Surprisingly, I haven't seen much information out there discussing the performance impacts of XML tag name lengths (ie using "<c>" instead of "<table-cell>"). My last post about some of the design goals behind SpreadsheetML raised some questions from folks about where the time is actually spent when loading an XML file. There are a ton of things that we do to improve the performance when opening and saving Open XML files. The move to using these formats as the default for Office 2007 meant we had to get really serious about how the formats were constructed so they could open efficiently. I'd be really interested to hear from other people who've worked on XML formats if they've had similar experiences.
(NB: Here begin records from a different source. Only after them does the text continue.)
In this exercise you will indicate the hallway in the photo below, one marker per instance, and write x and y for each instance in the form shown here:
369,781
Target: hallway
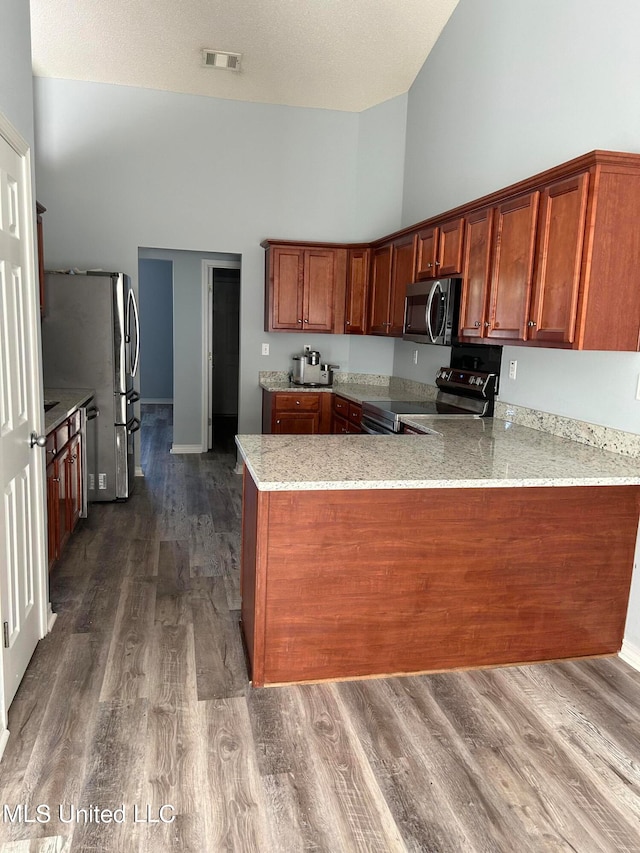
139,699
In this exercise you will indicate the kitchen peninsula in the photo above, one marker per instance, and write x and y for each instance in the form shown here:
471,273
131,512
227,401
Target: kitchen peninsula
482,543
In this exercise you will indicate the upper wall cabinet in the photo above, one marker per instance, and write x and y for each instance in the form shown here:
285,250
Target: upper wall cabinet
356,306
553,260
439,250
305,288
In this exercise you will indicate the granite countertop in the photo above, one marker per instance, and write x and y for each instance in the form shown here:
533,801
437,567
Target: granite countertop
68,400
468,453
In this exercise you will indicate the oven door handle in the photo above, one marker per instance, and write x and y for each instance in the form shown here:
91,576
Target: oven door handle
373,429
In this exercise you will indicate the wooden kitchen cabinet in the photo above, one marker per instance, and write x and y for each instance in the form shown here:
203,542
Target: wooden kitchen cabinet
512,269
393,269
476,274
439,250
556,287
357,296
64,484
296,413
305,288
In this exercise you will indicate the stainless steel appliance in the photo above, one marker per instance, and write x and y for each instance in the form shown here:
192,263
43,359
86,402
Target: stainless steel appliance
467,388
431,311
309,370
90,339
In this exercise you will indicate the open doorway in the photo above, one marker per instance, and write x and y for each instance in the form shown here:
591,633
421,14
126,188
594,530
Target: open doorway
221,289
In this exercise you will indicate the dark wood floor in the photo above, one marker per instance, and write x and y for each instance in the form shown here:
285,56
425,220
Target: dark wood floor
139,697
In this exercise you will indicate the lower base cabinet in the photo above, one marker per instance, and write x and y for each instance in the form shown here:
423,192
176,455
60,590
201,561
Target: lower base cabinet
296,413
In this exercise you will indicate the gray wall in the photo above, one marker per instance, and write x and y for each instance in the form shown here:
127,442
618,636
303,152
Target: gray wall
155,291
120,167
509,90
16,84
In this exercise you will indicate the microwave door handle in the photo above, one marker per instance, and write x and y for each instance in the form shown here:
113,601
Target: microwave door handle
427,312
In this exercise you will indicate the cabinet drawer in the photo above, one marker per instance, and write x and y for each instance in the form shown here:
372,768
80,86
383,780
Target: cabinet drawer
297,402
355,413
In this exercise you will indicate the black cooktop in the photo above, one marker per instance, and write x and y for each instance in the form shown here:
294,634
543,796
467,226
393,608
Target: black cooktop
406,407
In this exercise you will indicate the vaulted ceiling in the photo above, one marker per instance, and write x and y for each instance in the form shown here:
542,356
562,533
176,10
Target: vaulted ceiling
331,54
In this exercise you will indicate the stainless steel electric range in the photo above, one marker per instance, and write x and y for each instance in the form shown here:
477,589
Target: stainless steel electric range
467,388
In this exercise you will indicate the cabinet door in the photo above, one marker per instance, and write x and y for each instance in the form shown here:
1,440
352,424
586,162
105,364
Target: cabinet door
357,292
380,290
74,483
296,423
53,539
427,253
62,498
404,262
450,243
514,249
284,298
319,279
561,225
476,276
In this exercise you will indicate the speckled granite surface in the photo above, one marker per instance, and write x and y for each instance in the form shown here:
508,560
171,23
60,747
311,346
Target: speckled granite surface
69,399
606,438
356,390
485,452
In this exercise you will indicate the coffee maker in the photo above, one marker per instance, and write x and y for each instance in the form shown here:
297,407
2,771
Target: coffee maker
308,370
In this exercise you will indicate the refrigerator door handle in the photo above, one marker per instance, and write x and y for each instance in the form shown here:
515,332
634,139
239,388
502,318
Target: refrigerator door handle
132,309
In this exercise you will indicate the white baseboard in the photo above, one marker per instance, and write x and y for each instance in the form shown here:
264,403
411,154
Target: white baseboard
630,654
4,737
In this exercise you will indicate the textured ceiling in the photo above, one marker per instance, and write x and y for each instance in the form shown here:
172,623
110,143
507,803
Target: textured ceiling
334,54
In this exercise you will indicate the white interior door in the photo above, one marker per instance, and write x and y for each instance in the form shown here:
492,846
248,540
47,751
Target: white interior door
23,573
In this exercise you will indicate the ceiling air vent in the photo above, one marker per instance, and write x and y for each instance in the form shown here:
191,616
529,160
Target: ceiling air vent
221,59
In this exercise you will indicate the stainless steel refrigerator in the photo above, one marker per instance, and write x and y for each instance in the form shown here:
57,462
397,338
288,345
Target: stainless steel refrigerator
90,339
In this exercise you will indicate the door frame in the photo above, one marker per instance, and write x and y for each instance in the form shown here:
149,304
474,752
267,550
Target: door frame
38,509
208,266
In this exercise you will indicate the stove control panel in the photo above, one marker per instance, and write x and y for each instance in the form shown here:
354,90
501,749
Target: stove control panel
480,384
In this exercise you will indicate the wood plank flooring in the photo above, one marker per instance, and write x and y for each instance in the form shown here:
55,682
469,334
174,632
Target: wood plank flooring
139,699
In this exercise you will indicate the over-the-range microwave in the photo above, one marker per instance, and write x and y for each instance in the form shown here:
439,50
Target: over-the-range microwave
431,311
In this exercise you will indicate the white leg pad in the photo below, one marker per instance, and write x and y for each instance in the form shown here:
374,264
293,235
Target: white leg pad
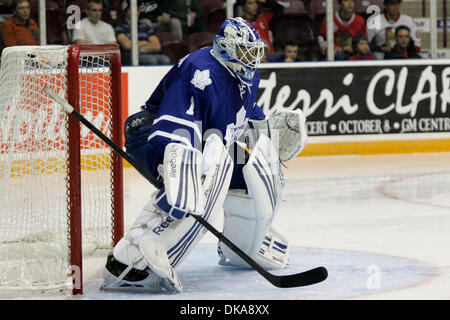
248,216
217,172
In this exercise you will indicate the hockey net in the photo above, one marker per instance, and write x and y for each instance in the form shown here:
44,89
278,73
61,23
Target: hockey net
60,186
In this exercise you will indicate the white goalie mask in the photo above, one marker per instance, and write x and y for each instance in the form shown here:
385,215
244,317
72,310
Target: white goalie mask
240,46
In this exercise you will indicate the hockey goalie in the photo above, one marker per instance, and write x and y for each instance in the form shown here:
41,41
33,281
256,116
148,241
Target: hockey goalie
187,134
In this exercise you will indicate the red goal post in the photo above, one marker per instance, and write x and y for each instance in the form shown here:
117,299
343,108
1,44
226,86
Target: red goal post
61,188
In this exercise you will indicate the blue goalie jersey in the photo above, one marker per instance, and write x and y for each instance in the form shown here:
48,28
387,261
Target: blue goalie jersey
198,96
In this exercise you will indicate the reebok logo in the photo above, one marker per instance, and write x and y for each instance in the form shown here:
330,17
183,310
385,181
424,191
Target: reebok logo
163,226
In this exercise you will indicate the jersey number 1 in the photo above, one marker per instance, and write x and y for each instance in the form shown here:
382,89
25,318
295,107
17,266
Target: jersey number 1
190,111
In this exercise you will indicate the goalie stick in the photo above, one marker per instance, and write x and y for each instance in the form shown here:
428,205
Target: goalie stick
305,278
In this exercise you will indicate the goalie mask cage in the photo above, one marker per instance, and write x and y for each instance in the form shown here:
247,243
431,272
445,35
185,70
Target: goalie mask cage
60,186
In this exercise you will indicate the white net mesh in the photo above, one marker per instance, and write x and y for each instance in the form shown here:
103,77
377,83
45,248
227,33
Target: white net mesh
34,218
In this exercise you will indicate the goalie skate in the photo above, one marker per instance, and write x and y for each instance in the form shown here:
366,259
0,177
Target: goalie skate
119,277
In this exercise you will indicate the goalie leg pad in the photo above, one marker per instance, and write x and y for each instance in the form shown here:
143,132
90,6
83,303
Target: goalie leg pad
216,174
182,191
139,261
249,216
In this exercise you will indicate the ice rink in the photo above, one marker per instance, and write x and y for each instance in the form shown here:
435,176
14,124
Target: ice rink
379,224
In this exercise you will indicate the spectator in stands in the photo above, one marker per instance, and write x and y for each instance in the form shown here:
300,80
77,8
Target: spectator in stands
188,12
347,24
404,47
361,48
148,44
20,29
92,29
289,53
381,29
264,22
157,13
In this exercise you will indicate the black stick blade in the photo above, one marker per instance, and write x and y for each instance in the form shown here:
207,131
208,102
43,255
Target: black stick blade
302,279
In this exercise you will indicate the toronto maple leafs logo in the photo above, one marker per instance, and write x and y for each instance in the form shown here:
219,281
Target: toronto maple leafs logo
201,79
235,130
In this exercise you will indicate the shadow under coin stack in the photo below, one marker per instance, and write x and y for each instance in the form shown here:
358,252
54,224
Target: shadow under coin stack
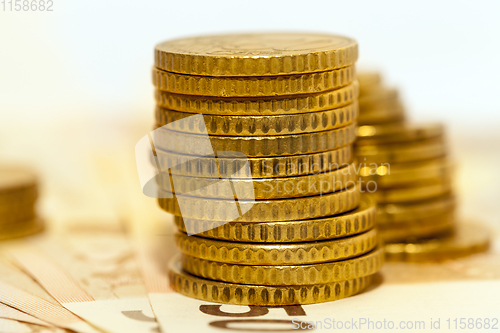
406,167
280,110
18,194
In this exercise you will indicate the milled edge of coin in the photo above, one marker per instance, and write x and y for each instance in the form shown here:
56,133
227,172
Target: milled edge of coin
256,146
253,86
277,254
268,210
365,265
387,133
435,226
247,65
238,294
400,153
423,191
398,174
251,106
277,166
259,125
262,189
468,239
407,212
349,223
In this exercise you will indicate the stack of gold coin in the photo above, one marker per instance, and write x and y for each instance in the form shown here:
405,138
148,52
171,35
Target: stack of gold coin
280,111
18,194
405,167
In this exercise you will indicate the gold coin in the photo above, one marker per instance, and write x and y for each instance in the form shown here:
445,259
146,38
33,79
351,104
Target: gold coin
13,201
396,132
259,167
423,191
259,106
259,125
307,143
15,216
467,239
277,254
347,224
402,152
240,294
407,212
365,265
253,86
256,54
266,210
263,189
22,229
406,174
435,226
369,81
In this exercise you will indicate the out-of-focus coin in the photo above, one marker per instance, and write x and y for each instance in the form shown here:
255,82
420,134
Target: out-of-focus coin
408,212
467,239
382,114
264,210
22,229
423,191
369,81
14,178
434,226
263,189
306,143
406,174
255,86
14,216
239,294
364,265
259,106
402,152
258,125
273,254
258,167
347,224
379,96
390,133
256,54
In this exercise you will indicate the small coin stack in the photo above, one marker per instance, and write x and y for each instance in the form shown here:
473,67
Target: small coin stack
18,194
405,166
284,106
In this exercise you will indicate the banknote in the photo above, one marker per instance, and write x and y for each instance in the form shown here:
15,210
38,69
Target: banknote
154,254
20,292
92,271
7,312
13,326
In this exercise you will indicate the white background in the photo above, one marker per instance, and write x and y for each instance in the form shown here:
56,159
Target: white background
94,58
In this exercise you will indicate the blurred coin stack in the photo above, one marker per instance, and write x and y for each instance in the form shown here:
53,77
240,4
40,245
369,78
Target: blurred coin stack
280,110
406,167
18,194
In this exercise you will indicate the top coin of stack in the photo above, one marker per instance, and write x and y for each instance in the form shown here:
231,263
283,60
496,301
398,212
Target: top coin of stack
282,108
18,194
407,164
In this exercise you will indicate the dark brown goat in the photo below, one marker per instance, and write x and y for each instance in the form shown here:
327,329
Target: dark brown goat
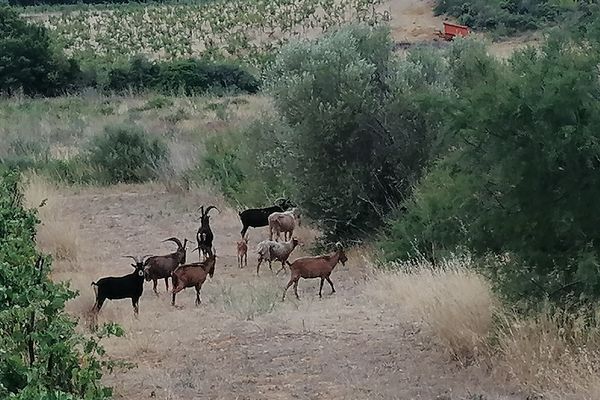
193,275
242,252
315,267
204,236
160,267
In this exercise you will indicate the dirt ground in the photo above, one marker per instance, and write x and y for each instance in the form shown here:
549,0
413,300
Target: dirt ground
413,21
243,342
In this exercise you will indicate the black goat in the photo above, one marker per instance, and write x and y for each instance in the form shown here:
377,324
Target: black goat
128,286
160,267
204,236
257,217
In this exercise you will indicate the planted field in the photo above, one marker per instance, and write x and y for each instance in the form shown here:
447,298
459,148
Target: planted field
240,28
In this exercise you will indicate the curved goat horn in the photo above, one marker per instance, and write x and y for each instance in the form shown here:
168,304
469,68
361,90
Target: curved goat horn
210,208
144,258
174,240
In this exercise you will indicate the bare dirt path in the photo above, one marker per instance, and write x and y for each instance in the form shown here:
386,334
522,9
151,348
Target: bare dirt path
242,342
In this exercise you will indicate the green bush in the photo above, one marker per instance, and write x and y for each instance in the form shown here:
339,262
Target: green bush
42,356
191,76
124,153
522,177
361,127
27,61
247,170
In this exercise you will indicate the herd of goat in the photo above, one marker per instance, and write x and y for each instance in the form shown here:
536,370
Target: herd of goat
282,218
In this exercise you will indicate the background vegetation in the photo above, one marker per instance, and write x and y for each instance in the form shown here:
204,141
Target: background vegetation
440,153
511,16
42,355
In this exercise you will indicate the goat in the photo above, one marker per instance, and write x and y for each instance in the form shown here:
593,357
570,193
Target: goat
204,236
258,217
273,251
160,267
192,275
282,222
128,286
242,252
315,267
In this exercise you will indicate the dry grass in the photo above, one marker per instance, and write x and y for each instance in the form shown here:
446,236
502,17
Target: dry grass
453,301
58,233
554,353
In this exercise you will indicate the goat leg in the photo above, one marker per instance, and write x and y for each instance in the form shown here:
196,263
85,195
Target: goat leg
296,288
282,268
286,288
136,308
198,287
330,284
321,287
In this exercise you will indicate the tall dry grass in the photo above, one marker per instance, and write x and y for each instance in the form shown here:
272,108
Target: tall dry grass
452,300
58,233
554,353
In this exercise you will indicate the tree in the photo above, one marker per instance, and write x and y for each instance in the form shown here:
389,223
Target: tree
358,131
42,357
27,61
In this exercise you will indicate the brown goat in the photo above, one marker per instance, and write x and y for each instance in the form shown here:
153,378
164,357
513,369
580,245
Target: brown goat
315,267
193,275
242,252
160,267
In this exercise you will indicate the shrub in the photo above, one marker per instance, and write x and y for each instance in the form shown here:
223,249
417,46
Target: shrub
191,76
28,63
247,170
522,176
510,16
41,351
124,153
361,131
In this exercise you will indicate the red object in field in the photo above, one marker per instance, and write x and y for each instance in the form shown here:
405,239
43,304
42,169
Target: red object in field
452,30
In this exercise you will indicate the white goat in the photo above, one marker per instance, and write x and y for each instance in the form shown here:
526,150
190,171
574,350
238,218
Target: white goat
269,250
282,222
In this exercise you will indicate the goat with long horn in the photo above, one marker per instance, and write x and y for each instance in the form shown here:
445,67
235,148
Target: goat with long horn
205,236
160,267
128,286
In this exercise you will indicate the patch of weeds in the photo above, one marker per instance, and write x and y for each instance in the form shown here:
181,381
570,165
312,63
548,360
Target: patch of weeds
157,103
249,300
179,115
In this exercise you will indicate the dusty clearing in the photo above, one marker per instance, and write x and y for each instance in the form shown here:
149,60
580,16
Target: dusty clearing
242,342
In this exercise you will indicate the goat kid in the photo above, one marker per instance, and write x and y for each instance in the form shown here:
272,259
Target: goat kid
269,250
205,236
258,217
128,286
193,275
315,267
160,267
242,252
282,222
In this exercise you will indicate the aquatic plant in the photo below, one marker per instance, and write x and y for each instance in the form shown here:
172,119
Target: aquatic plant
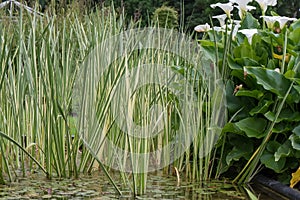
263,94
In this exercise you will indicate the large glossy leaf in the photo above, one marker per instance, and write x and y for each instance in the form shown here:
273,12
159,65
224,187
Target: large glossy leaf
249,22
285,115
270,80
268,159
295,138
262,107
252,126
283,150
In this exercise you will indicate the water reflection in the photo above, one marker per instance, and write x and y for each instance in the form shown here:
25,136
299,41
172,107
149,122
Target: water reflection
96,186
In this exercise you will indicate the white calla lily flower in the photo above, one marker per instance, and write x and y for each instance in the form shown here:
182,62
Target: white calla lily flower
221,19
283,20
265,3
270,20
249,33
202,28
243,10
226,7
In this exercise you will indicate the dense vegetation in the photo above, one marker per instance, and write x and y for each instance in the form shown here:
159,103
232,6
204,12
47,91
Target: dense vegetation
40,63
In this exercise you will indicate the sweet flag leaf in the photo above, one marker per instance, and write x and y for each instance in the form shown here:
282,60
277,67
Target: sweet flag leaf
252,126
257,94
270,80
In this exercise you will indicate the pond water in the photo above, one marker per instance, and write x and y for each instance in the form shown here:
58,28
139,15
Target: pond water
97,186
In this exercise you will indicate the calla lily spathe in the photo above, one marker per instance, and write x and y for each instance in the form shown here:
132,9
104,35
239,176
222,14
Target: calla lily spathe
202,28
270,20
265,3
249,33
221,19
226,7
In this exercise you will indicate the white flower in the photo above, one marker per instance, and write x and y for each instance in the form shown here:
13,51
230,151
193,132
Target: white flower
235,30
270,20
202,28
243,10
221,19
283,20
226,7
218,29
265,3
249,33
242,3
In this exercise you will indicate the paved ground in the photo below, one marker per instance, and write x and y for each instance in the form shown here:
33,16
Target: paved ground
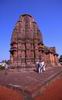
28,82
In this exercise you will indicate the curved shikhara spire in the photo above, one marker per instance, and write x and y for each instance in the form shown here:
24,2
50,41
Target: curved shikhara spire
26,28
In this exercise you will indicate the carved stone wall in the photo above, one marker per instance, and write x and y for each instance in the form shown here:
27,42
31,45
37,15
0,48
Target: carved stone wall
27,44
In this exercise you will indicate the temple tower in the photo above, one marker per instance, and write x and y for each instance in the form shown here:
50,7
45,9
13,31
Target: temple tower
25,38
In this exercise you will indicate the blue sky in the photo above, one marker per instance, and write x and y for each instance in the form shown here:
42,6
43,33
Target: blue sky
47,13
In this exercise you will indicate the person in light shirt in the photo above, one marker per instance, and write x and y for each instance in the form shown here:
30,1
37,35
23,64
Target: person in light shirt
42,65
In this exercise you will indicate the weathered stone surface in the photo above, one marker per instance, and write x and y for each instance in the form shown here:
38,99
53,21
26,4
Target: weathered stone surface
27,45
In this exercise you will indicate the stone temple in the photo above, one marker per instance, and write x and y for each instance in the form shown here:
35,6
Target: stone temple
27,45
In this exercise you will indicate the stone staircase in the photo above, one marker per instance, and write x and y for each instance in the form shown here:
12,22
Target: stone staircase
29,83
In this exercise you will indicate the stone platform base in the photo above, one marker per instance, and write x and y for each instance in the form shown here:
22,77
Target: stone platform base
30,83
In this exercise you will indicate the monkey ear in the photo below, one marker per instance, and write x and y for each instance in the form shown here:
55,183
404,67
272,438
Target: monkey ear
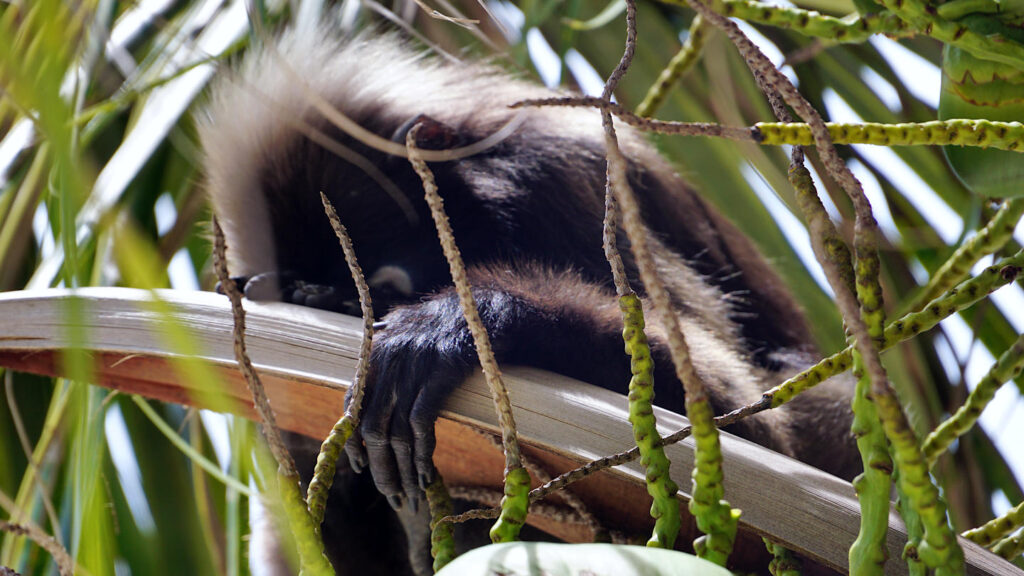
431,135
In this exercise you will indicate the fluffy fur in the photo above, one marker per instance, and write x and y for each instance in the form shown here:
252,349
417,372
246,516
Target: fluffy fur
527,216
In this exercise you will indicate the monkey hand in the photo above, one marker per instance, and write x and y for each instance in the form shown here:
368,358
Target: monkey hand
425,352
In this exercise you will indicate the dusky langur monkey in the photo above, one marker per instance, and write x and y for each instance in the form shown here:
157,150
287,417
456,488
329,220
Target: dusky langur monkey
527,216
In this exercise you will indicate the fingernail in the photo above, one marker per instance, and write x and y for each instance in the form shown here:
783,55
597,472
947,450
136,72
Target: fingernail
357,464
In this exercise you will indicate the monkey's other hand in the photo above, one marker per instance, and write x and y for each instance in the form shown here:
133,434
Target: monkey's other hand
423,355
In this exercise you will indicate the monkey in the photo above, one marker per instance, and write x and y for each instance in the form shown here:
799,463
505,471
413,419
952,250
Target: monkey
527,216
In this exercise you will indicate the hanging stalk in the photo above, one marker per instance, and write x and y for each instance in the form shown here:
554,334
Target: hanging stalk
665,508
516,499
441,533
331,449
1007,368
993,530
680,64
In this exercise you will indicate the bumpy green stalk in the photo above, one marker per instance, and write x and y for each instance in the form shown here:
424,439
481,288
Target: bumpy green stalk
965,295
979,133
1007,368
327,461
868,553
514,505
992,237
681,63
939,549
441,534
714,516
782,562
306,535
809,23
914,532
1010,547
665,509
993,530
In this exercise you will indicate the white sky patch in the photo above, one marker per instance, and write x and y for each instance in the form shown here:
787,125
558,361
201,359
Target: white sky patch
181,273
41,230
922,78
1010,300
948,360
938,214
123,456
882,88
216,428
511,17
165,212
545,58
589,80
1003,419
1000,504
878,199
792,228
769,48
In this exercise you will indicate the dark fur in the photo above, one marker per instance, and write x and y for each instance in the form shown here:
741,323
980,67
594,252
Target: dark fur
527,216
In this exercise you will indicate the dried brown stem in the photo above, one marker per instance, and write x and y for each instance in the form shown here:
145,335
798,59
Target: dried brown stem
268,422
492,373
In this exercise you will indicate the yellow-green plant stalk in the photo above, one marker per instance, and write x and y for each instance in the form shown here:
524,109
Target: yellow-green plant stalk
782,562
665,508
939,549
914,532
682,62
714,516
306,534
1011,546
997,132
327,460
991,531
809,23
1008,367
868,552
514,505
989,239
331,449
441,533
961,297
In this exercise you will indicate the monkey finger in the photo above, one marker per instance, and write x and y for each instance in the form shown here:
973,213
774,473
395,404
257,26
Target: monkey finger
356,452
426,408
401,445
381,399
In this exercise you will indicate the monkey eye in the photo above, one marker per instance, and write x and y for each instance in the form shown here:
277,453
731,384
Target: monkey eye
391,281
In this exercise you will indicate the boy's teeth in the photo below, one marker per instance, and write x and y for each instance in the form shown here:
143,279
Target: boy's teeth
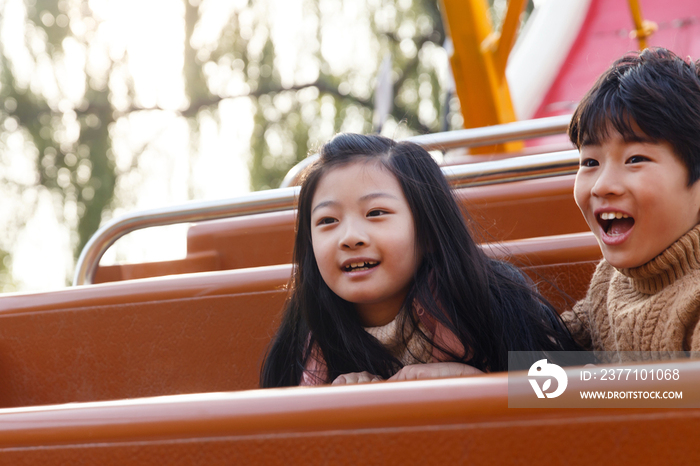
613,215
357,265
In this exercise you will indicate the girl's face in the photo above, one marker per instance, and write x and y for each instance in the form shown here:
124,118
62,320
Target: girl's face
364,239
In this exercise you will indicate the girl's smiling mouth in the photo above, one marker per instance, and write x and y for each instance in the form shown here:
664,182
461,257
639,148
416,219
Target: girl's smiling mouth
615,226
359,265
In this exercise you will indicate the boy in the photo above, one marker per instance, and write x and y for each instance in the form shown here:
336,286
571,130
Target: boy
638,133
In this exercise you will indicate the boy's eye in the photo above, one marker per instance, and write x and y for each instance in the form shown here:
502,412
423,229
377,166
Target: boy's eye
637,159
589,163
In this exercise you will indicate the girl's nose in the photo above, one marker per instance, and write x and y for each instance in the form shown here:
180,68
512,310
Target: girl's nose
353,236
608,183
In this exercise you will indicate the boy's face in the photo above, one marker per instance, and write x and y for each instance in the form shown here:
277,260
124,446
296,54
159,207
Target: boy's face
635,198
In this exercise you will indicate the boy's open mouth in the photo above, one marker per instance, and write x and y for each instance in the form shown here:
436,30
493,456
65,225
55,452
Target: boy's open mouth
361,265
615,223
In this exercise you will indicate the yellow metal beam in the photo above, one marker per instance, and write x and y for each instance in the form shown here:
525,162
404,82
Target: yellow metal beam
643,28
479,63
For a lot of people who have worked with XML, that parsing of tags isn't really more than a percent to two of the overall load and save times. With office document formats, that's not always the case. Just to give you a bit of an idea about the scale these documents can get to, check out the article by George Ou about performance of spreadsheet files: http://blogs.techrepublic.com.com/Ou/?p=120
In that article, the Spreadsheet he uses is pretty big, but we have definitely seen much larger and more complex spreadsheets, so don't assume that it's a fringe case. If you save from the article using the new Open XML format, you get the following:
So, as you can see, that's a lot of XML to parse over. As we looked at files like this, we saw that we absolutely needed to find different ways to optimize the formats to make them faster. Using shorter tag names was one of the first obvious ones.
In the profiles that we've looked at over the years, we've seen that simply using shorter tag names can significantly improve the performance depending on the type of file. For those of you really interested, you should do your own profiles and let me know what you find out. Remember that for an application like Excel, we're talking about the potential for millions of XML tags to represent a rich spreadsheet. Let's look at a couple issues now:
I know that for a lot of people who've played around with XML, the parsing isn't really something that you would think of as being a major part of the file load times. This is not the case with office document formats, and especially spreadsheet documents.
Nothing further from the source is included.